The positive opinion was based on clinical pharmacological studies in type 1 and type 2 diabetes and studies from the PRONTO clinical program. PRONTO-T1D and PRONTO-T2D were designed as phase 3 treat-to-target trials in which each arm is treated to achieve the same level of glycemic control, allowing comparisons in other important treatment effects, such as rates of hypoglycemia, post-meal glucose control and glucose time in range. Both studies met the primary endpoint of non-inferior A1C reduction from baseline compared to Humalog at 26 weeks, when URLi and Humalog were dosed at mealtime. Further, URLi demonstrated superior reduction in blood glucose spikes at both one hour and two hours after a test meal compared to Humalog.

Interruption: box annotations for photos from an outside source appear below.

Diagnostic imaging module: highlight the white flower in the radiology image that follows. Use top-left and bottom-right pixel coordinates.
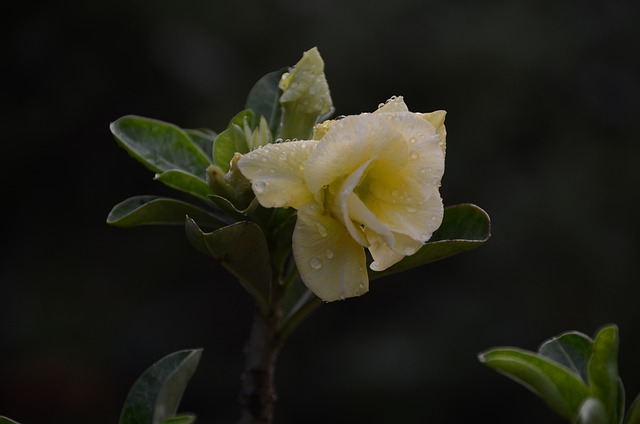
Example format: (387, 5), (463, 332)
(238, 97), (446, 301)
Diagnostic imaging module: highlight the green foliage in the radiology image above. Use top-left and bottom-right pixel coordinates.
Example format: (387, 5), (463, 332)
(107, 196), (225, 228)
(369, 204), (491, 280)
(119, 349), (202, 424)
(479, 325), (640, 424)
(186, 219), (271, 312)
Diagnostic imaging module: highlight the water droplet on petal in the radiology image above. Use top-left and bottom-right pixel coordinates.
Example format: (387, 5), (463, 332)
(316, 222), (329, 237)
(309, 256), (322, 269)
(253, 181), (267, 194)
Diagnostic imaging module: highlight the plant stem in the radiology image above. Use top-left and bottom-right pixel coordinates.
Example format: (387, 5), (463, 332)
(240, 301), (282, 424)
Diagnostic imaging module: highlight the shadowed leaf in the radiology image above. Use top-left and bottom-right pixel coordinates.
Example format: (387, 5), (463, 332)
(119, 349), (202, 424)
(368, 204), (491, 280)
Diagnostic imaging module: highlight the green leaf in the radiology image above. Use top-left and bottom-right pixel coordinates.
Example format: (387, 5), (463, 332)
(155, 169), (213, 201)
(186, 219), (271, 312)
(368, 204), (491, 280)
(245, 69), (286, 136)
(576, 397), (610, 424)
(588, 325), (624, 423)
(213, 124), (249, 172)
(107, 196), (225, 228)
(184, 128), (217, 158)
(119, 349), (202, 424)
(538, 331), (593, 384)
(111, 115), (211, 176)
(478, 348), (589, 420)
(624, 395), (640, 424)
(161, 415), (196, 424)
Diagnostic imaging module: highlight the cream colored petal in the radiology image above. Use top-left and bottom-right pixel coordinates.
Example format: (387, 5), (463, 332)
(304, 114), (404, 201)
(293, 204), (369, 302)
(365, 230), (404, 271)
(238, 140), (318, 208)
(373, 96), (409, 113)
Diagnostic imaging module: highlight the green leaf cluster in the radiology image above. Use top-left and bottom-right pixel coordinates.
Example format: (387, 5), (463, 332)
(118, 349), (202, 424)
(479, 325), (640, 424)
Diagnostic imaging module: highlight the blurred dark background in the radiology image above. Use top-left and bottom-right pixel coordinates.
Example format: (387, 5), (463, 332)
(0, 0), (640, 424)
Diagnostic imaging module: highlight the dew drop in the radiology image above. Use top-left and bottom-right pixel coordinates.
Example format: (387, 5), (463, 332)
(309, 256), (322, 269)
(253, 181), (267, 194)
(316, 222), (329, 237)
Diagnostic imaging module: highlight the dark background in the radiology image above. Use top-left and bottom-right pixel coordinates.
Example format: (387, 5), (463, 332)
(0, 0), (640, 424)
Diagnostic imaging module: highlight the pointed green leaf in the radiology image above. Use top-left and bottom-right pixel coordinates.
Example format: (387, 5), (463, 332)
(107, 196), (224, 228)
(186, 219), (271, 311)
(119, 349), (202, 424)
(588, 325), (623, 424)
(213, 124), (249, 172)
(184, 128), (217, 159)
(368, 204), (491, 280)
(161, 415), (196, 424)
(155, 169), (213, 201)
(478, 348), (589, 420)
(246, 69), (286, 136)
(576, 397), (610, 424)
(624, 395), (640, 424)
(538, 331), (593, 384)
(111, 115), (211, 176)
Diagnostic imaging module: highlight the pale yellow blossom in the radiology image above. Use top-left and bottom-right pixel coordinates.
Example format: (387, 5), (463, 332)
(238, 97), (446, 301)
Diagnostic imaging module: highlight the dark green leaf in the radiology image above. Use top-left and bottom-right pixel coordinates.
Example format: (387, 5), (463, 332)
(588, 325), (624, 424)
(213, 125), (249, 172)
(111, 116), (211, 176)
(538, 331), (593, 384)
(479, 348), (589, 420)
(246, 69), (286, 136)
(186, 219), (271, 311)
(119, 349), (202, 424)
(184, 128), (217, 162)
(161, 415), (196, 424)
(576, 397), (610, 424)
(155, 169), (213, 201)
(368, 204), (491, 280)
(107, 196), (224, 228)
(624, 396), (640, 424)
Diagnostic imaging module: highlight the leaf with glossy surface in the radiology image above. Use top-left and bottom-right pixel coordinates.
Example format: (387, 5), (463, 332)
(588, 325), (624, 423)
(478, 348), (589, 420)
(368, 204), (491, 280)
(246, 69), (286, 136)
(161, 415), (196, 424)
(111, 115), (211, 175)
(186, 219), (271, 311)
(155, 169), (213, 201)
(576, 397), (610, 424)
(184, 128), (217, 162)
(538, 331), (593, 384)
(107, 196), (225, 228)
(119, 349), (202, 424)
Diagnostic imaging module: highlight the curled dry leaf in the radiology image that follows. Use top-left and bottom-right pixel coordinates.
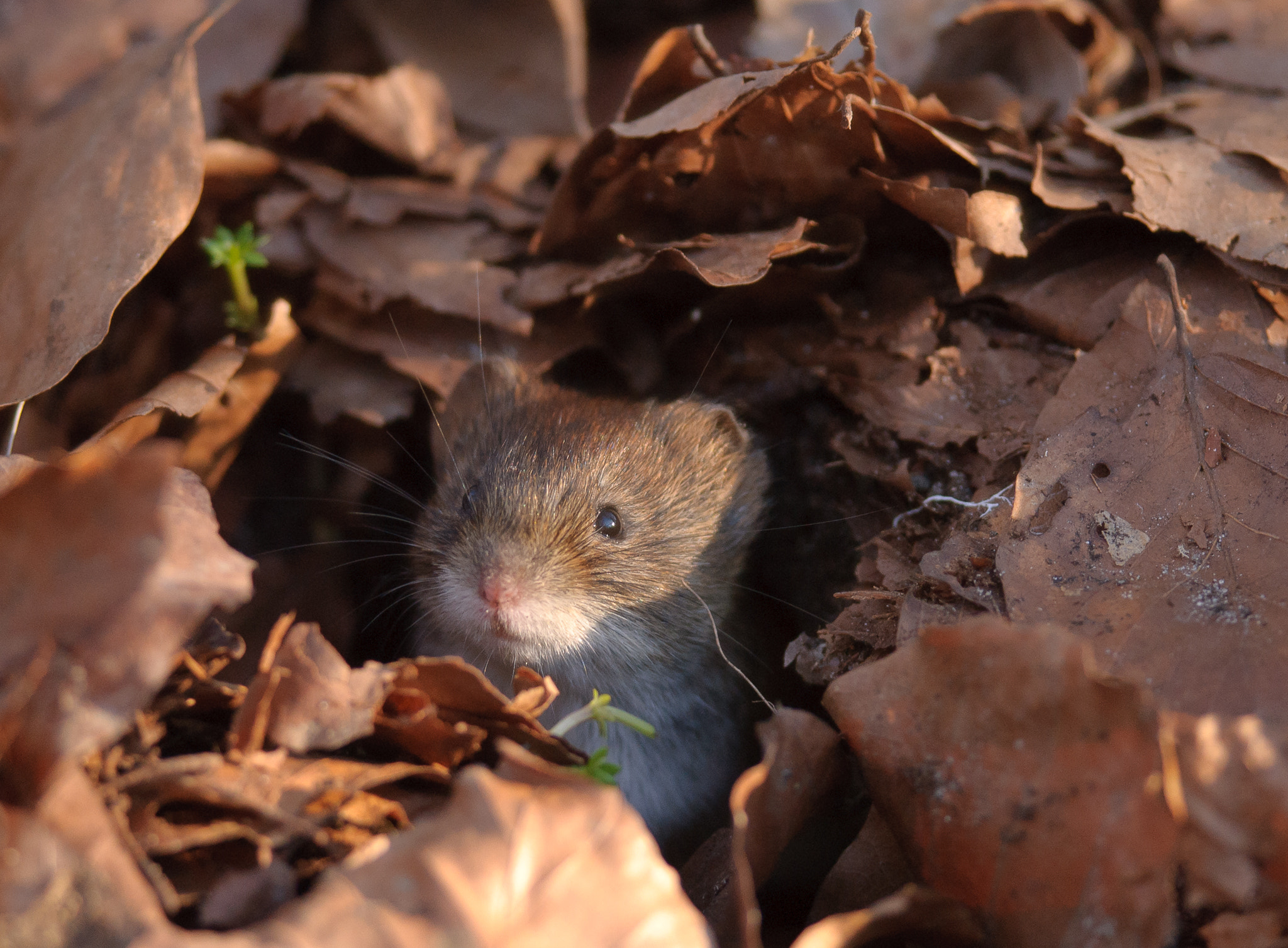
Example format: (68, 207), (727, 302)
(230, 622), (393, 754)
(85, 336), (246, 451)
(980, 218), (1162, 349)
(1158, 0), (1288, 91)
(1085, 121), (1288, 267)
(1167, 89), (1288, 177)
(0, 0), (208, 118)
(792, 885), (985, 948)
(1160, 713), (1288, 925)
(537, 25), (979, 258)
(259, 63), (458, 174)
(918, 0), (1133, 129)
(823, 618), (1177, 947)
(285, 339), (420, 428)
(0, 800), (153, 945)
(354, 0), (590, 135)
(831, 321), (1069, 464)
(686, 708), (845, 948)
(309, 766), (709, 948)
(121, 766), (711, 948)
(197, 0), (308, 131)
(304, 208), (532, 336)
(0, 445), (253, 797)
(0, 12), (209, 404)
(747, 0), (979, 89)
(997, 251), (1288, 722)
(376, 658), (586, 767)
(514, 218), (823, 309)
(300, 291), (597, 398)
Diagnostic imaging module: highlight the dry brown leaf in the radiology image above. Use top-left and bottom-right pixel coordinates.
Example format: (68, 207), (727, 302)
(0, 455), (40, 494)
(0, 0), (208, 118)
(1160, 713), (1288, 931)
(259, 63), (458, 174)
(318, 766), (709, 948)
(179, 300), (304, 489)
(376, 658), (586, 766)
(0, 12), (208, 404)
(863, 169), (1029, 256)
(82, 336), (246, 451)
(284, 339), (420, 428)
(809, 808), (913, 921)
(201, 138), (282, 201)
(230, 622), (393, 754)
(304, 208), (532, 336)
(300, 293), (597, 398)
(703, 708), (845, 948)
(1158, 0), (1288, 91)
(537, 32), (974, 259)
(1085, 121), (1288, 267)
(513, 218), (823, 309)
(0, 445), (253, 796)
(831, 321), (1069, 464)
(823, 618), (1176, 947)
(792, 885), (985, 948)
(0, 800), (164, 945)
(747, 0), (979, 89)
(919, 0), (1133, 129)
(997, 254), (1288, 722)
(197, 0), (306, 131)
(354, 0), (590, 135)
(1029, 142), (1131, 214)
(1167, 89), (1288, 177)
(344, 178), (470, 226)
(979, 221), (1160, 349)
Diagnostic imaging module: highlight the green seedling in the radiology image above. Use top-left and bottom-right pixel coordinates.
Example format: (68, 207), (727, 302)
(568, 747), (622, 787)
(201, 220), (268, 336)
(550, 690), (657, 784)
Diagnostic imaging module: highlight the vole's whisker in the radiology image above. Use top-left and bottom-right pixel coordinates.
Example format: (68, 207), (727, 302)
(680, 579), (774, 711)
(389, 313), (465, 489)
(282, 432), (425, 509)
(255, 538), (418, 557)
(385, 428), (438, 487)
(474, 270), (492, 428)
(718, 579), (827, 635)
(689, 320), (733, 398)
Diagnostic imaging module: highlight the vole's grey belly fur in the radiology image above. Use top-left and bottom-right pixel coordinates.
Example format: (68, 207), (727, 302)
(412, 362), (768, 841)
(426, 626), (753, 840)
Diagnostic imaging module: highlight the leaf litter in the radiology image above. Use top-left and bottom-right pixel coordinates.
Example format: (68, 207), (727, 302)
(0, 0), (1288, 948)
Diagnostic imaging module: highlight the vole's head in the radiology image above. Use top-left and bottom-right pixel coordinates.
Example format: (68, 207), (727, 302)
(418, 365), (768, 667)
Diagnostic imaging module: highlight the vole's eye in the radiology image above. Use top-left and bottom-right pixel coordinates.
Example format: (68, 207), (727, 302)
(461, 484), (483, 515)
(595, 508), (622, 537)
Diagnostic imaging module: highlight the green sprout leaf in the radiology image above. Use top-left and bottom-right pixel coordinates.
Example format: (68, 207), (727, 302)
(550, 689), (657, 786)
(550, 689), (657, 737)
(201, 220), (268, 336)
(568, 747), (622, 787)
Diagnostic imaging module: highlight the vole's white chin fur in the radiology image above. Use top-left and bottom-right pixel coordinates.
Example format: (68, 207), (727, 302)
(428, 568), (604, 663)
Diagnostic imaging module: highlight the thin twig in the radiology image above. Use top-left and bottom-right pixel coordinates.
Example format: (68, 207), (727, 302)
(1158, 254), (1238, 576)
(890, 484), (1015, 527)
(0, 401), (27, 457)
(689, 23), (729, 76)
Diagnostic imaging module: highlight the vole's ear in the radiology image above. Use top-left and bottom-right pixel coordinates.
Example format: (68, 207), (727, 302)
(692, 402), (751, 451)
(443, 355), (527, 418)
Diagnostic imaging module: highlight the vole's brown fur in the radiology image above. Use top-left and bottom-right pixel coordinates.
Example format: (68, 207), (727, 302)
(414, 360), (769, 842)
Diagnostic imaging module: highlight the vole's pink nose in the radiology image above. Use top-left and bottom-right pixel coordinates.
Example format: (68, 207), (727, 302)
(479, 567), (521, 609)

Overall, URLi showed no significant difference in severe, nocturnal or overall hypoglycemia rates in study participants compared to Humalog, and the two insulins had similar safety and tolerability profiles across Phase 3 studies.
Data from a phase 1 clinical pharmacology study in people with type 1 diabetes also showed that URLi was absorbed significantly faster into the blood stream compared to Humalog, insulin aspart and fast-acting insulin aspart. The early blood glucose profile with the investigational insulin closely matched that of participants without diabetes.
"We developed URLi to provide a mealtime insulin option that more closely mirrors the way insulin works in people without diabetes," Ibsen said. "We look forward to bringing this new treatment option to those living with diabetes as soon as possible."
Lilly has submitted URLi for approval with regulatory authorities in the U.S. and Japan.